解散の確約を取れずに民主党の分裂劇に目を奪われて3党合意に引きずり込まれた自民党の谷垣前総裁は、最終的に3党合意を否定する問責決議に賛成するという醜態をさらした。すると寄ってたかって総裁の座から引きずりおろしたのは自民党である。自民党だって民主党に騙されたリーダーは用済みなのである。
所詮、自民も公明も己の党利党略で年内解散を迫っている。それを「騙された」と騒いで被害者ぶるのは政治家としてみっともない。本当に騙されたと思っているのなら野田政権と交わした3党合意を破棄し、税と社会保障の一体改革を見直せば良い。

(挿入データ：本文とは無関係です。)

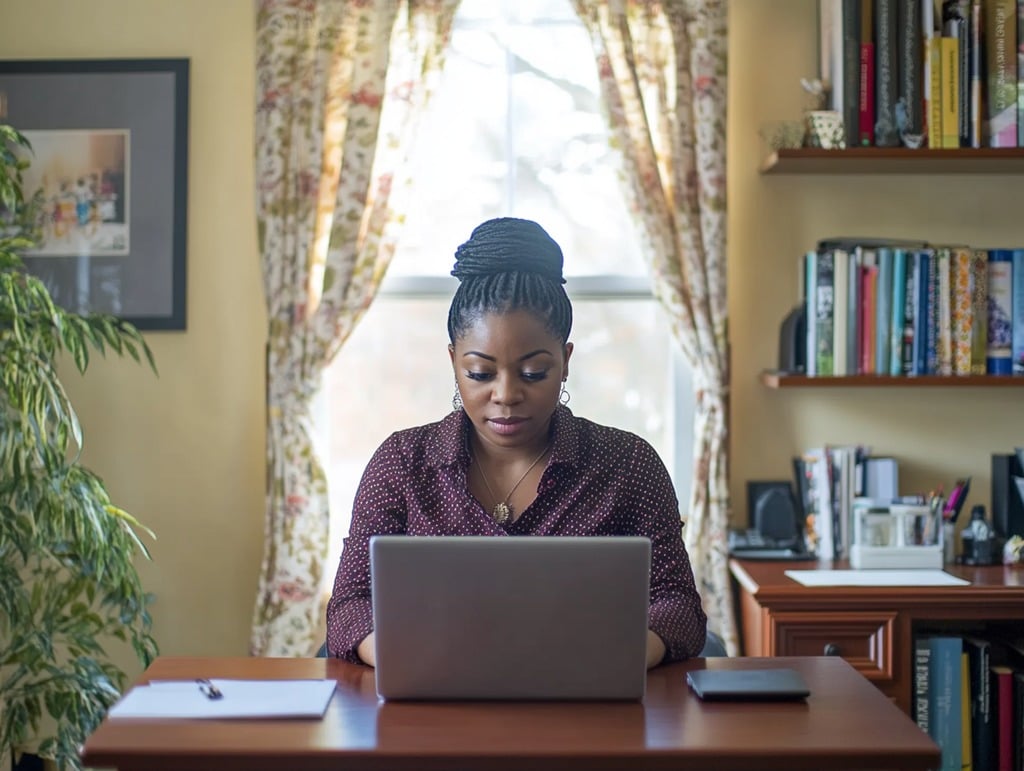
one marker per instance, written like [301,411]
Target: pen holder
[895,536]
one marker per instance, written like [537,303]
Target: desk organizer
[895,536]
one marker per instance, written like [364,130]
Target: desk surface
[845,724]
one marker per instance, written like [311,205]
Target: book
[955,24]
[841,313]
[967,716]
[944,699]
[910,94]
[824,297]
[930,79]
[1000,67]
[961,309]
[865,103]
[975,88]
[922,657]
[851,72]
[883,306]
[982,718]
[898,310]
[1003,702]
[886,74]
[979,310]
[944,320]
[810,264]
[1020,74]
[934,84]
[1017,291]
[998,353]
[949,98]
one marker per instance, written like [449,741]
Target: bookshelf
[895,161]
[774,379]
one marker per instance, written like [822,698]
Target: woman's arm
[655,649]
[379,509]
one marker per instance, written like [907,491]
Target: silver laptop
[510,617]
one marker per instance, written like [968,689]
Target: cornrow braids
[510,264]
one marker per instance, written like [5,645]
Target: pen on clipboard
[209,690]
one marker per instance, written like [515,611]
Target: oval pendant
[501,512]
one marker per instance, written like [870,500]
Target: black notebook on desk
[748,685]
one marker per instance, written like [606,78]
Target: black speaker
[1008,506]
[793,341]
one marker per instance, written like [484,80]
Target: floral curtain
[663,70]
[339,86]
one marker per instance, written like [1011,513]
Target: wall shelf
[774,379]
[895,161]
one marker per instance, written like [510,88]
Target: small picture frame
[111,159]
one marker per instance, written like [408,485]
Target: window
[515,129]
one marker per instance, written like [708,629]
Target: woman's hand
[655,649]
[368,652]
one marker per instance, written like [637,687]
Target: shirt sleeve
[379,509]
[676,612]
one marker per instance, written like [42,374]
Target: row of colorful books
[969,697]
[925,73]
[905,308]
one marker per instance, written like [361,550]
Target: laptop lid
[510,617]
[748,685]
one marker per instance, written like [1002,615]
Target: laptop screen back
[516,617]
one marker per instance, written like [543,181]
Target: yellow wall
[937,433]
[185,451]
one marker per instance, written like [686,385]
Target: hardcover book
[1000,43]
[886,74]
[961,308]
[1017,280]
[998,355]
[910,93]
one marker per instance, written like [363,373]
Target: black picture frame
[115,176]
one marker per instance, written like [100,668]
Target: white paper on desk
[242,698]
[873,577]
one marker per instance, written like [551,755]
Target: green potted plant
[70,584]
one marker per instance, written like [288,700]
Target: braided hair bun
[509,245]
[510,264]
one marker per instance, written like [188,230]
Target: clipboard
[186,699]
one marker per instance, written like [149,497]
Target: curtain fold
[663,71]
[340,84]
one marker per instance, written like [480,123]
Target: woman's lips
[507,426]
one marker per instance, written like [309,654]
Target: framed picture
[110,142]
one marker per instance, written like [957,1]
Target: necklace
[502,512]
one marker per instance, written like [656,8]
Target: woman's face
[509,370]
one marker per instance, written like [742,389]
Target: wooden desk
[845,724]
[872,628]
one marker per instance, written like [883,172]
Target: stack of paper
[240,698]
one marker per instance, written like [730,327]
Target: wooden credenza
[871,628]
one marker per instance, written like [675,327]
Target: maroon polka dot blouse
[598,481]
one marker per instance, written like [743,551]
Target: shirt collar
[450,446]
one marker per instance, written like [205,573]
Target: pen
[209,690]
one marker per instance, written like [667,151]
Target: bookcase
[900,161]
[872,628]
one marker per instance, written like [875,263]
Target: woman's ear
[565,360]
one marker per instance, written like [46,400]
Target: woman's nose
[507,390]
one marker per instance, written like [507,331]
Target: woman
[511,459]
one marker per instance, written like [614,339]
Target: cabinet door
[863,639]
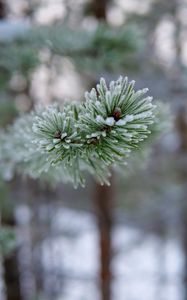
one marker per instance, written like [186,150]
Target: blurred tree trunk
[11,268]
[181,123]
[104,212]
[2,10]
[103,200]
[10,263]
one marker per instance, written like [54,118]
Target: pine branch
[63,143]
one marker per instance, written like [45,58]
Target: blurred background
[126,242]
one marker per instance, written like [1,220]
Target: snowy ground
[144,267]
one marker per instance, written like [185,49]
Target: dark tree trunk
[182,130]
[11,269]
[2,10]
[104,212]
[103,200]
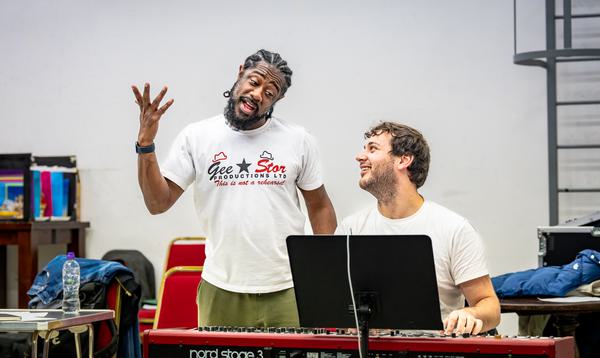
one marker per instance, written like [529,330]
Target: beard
[240,122]
[380,181]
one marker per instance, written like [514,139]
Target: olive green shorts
[218,307]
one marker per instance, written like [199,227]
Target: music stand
[393,279]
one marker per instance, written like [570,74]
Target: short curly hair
[273,59]
[406,140]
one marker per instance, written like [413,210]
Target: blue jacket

ところで現在の政治状況は昭和初期とよく似ている。昭和が始まった時、日本の政治は3年前に起きた関東大震災の復興に追われていた。また外交では中国とどう関わるかが主要テーマだった。さらに保守二大政党による政権交代が始まり、短期間ではあるが議院内閣制に近い政治が行われていた。
その昭和の初めに政権を担当していたのは憲政会の若槻礼次郎である。大蔵官僚出身の政治家で、憲政会は議会に151議席を有していた。これに対する野党は軍人出身の田中義一率いる政友会が105議席、また政友会から分裂した内務官僚出身の床次竹二郎率いる政友本党が109議席を有していた。
憲政会は大隈重信の流れをくむ政党でイギリス型の穏健な保守政治をめざし、都市の中間層を支持基盤としていた。外交では対中国不干渉、国際協調路線を採っていた。一方の政友会は伊藤博文の流れをくむ政党で地方を支持基盤とし、憲政会の外交方針を「軟弱」と批判していた。今でいえば憲政会は民主党、政友会は自民党に近いかもしれない。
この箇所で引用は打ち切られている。